Pacific Partnership. Pacific Partnership began in response to the 2004 Indonesian tsunami. Building upon the success and goodwill of Operation Unified Assistance, PACOM sent the hospital ship USNS Mercy back to the region in 2006. The humanitarian and civic assistance mission, which has continued annually ever since, is designed, according to PACOM, “to strengthen regional relationships and increase interoperability between the United States, partner nations and international humanitarian and relief organizations. Through a variety of humanitarian and civic assistance activities throughout the Pacific Fleet area of responsibility, Pacific Partnership works closely with host nations, partner nations, non-governmental organizations (NGOs) and other U.S. government agencies to leave a lasting impact through cooperative engagements in the region.”
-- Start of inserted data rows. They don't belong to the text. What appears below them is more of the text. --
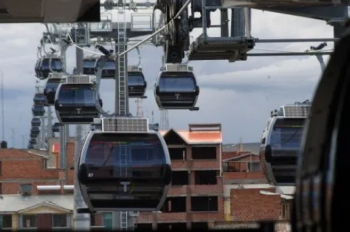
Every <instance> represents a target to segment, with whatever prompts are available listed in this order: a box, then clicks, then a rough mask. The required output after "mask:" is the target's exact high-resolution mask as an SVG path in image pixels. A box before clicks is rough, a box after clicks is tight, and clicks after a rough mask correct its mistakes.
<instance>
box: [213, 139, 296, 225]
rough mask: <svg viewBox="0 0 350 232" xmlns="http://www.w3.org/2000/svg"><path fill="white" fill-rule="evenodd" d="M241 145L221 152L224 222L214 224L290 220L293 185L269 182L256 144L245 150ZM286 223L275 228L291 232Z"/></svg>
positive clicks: (282, 223)
mask: <svg viewBox="0 0 350 232" xmlns="http://www.w3.org/2000/svg"><path fill="white" fill-rule="evenodd" d="M253 145H254V144H253ZM239 147H240V148H239V149H236V150H235V151H224V152H222V159H223V180H224V215H225V222H215V225H213V227H214V228H217V229H220V228H241V227H254V225H255V224H256V221H263V220H281V221H286V220H289V218H290V205H291V200H292V198H293V197H292V194H293V192H294V187H277V188H276V187H274V186H271V185H269V184H268V183H267V181H266V178H265V176H264V174H263V172H262V170H261V167H260V159H259V156H258V152H259V151H258V149H256V146H251V147H254V150H244V151H243V149H242V147H243V146H242V145H241V146H239ZM285 224H287V225H285ZM285 224H283V223H282V224H281V225H279V227H278V228H277V229H276V231H290V228H289V227H288V223H285ZM286 228H287V229H286Z"/></svg>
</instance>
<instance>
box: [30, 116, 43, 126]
mask: <svg viewBox="0 0 350 232" xmlns="http://www.w3.org/2000/svg"><path fill="white" fill-rule="evenodd" d="M31 124H32V126H40V125H41V119H40V118H38V117H34V118H32V122H31Z"/></svg>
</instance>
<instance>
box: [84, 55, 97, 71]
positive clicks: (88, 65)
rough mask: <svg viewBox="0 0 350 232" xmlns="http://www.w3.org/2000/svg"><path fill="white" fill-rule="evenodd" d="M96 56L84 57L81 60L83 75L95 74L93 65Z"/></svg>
mask: <svg viewBox="0 0 350 232" xmlns="http://www.w3.org/2000/svg"><path fill="white" fill-rule="evenodd" d="M96 62H97V58H93V57H91V58H85V59H84V60H83V74H85V75H95V66H96Z"/></svg>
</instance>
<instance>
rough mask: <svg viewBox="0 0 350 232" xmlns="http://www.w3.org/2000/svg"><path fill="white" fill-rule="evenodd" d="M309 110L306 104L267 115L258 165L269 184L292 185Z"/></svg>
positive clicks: (287, 108) (288, 107) (284, 109)
mask: <svg viewBox="0 0 350 232" xmlns="http://www.w3.org/2000/svg"><path fill="white" fill-rule="evenodd" d="M310 106H311V104H310V103H309V102H304V103H296V104H295V105H285V106H282V107H281V108H280V110H279V111H278V112H277V110H275V111H274V112H271V118H270V119H269V121H268V123H267V125H266V127H265V129H264V132H263V136H262V140H261V145H260V162H261V166H262V170H263V172H264V174H265V177H266V179H267V180H268V182H269V183H271V184H273V185H277V186H289V185H295V175H296V166H297V157H298V154H299V151H300V149H301V139H302V136H303V129H304V123H305V121H306V119H307V117H308V115H309V112H310Z"/></svg>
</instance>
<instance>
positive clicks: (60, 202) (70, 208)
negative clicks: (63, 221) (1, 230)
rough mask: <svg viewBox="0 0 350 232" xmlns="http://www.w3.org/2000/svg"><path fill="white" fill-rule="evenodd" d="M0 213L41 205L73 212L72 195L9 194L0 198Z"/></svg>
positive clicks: (26, 209)
mask: <svg viewBox="0 0 350 232" xmlns="http://www.w3.org/2000/svg"><path fill="white" fill-rule="evenodd" d="M0 205H1V209H0V212H2V213H4V212H6V213H11V212H18V211H22V210H28V209H32V208H36V207H39V206H42V205H45V206H48V207H53V208H58V209H61V210H73V208H74V195H73V194H71V195H29V196H23V195H20V194H9V195H1V196H0Z"/></svg>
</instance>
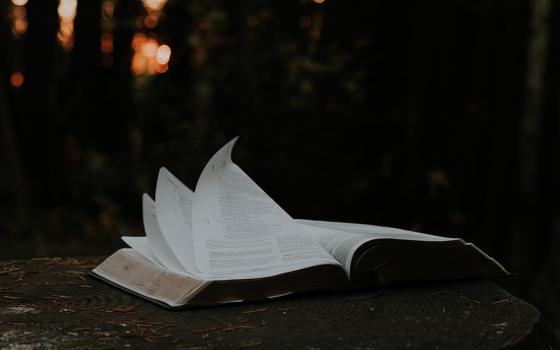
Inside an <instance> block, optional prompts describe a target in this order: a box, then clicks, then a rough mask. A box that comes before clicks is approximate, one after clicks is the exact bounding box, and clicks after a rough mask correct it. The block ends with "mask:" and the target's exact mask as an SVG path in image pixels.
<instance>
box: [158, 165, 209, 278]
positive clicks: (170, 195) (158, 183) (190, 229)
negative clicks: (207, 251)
mask: <svg viewBox="0 0 560 350" xmlns="http://www.w3.org/2000/svg"><path fill="white" fill-rule="evenodd" d="M192 198H193V192H192V191H191V190H190V189H189V188H188V187H187V186H185V185H184V184H183V183H182V182H181V181H179V179H177V178H176V177H175V176H174V175H173V174H171V172H169V170H167V169H165V168H161V169H160V171H159V175H158V180H157V186H156V216H157V221H158V223H159V227H160V229H161V233H162V235H163V237H164V238H165V241H166V242H167V243H168V246H169V248H170V249H171V251H172V252H173V254H174V255H175V256H176V257H177V259H178V260H179V262H180V263H181V266H182V267H183V269H184V270H186V271H187V272H188V273H189V274H192V275H194V276H197V277H200V278H207V277H209V275H208V274H204V273H201V271H199V270H198V269H197V267H196V265H195V262H194V253H193V237H192V224H191V217H192Z"/></svg>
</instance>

The 2011 five-nation visit included stops in Tonga, Vanuatu, Papua New Guinea, Timor-Leste and the Federated States of Micronesia. In the past five years, 300,000 patients have received preventive medicine services and 150 engineering projects have been completed in more than a dozen countries in the region during Pacific Partnership missions.

“Medicine, like music,” explains Robinson, “is a universal language. If a person has a medical need – fever, infection, broken arm, appendicitis – I don’t need to speak their native tongue to make the diagnosis and to treat them. It’s nice if I can, but if I can’t, I can still help them. Healthcare is a universal need that can help bring people together. We often know how to win the war, but we don’t often do a good job of winning the peace. I think that’s what HADR represents, and that’s what the Navy’s strategic imperative represents.

“I don’t think this is a flash in the pan. I think this is truly going to be an ongoing, major part of Navy strategy.”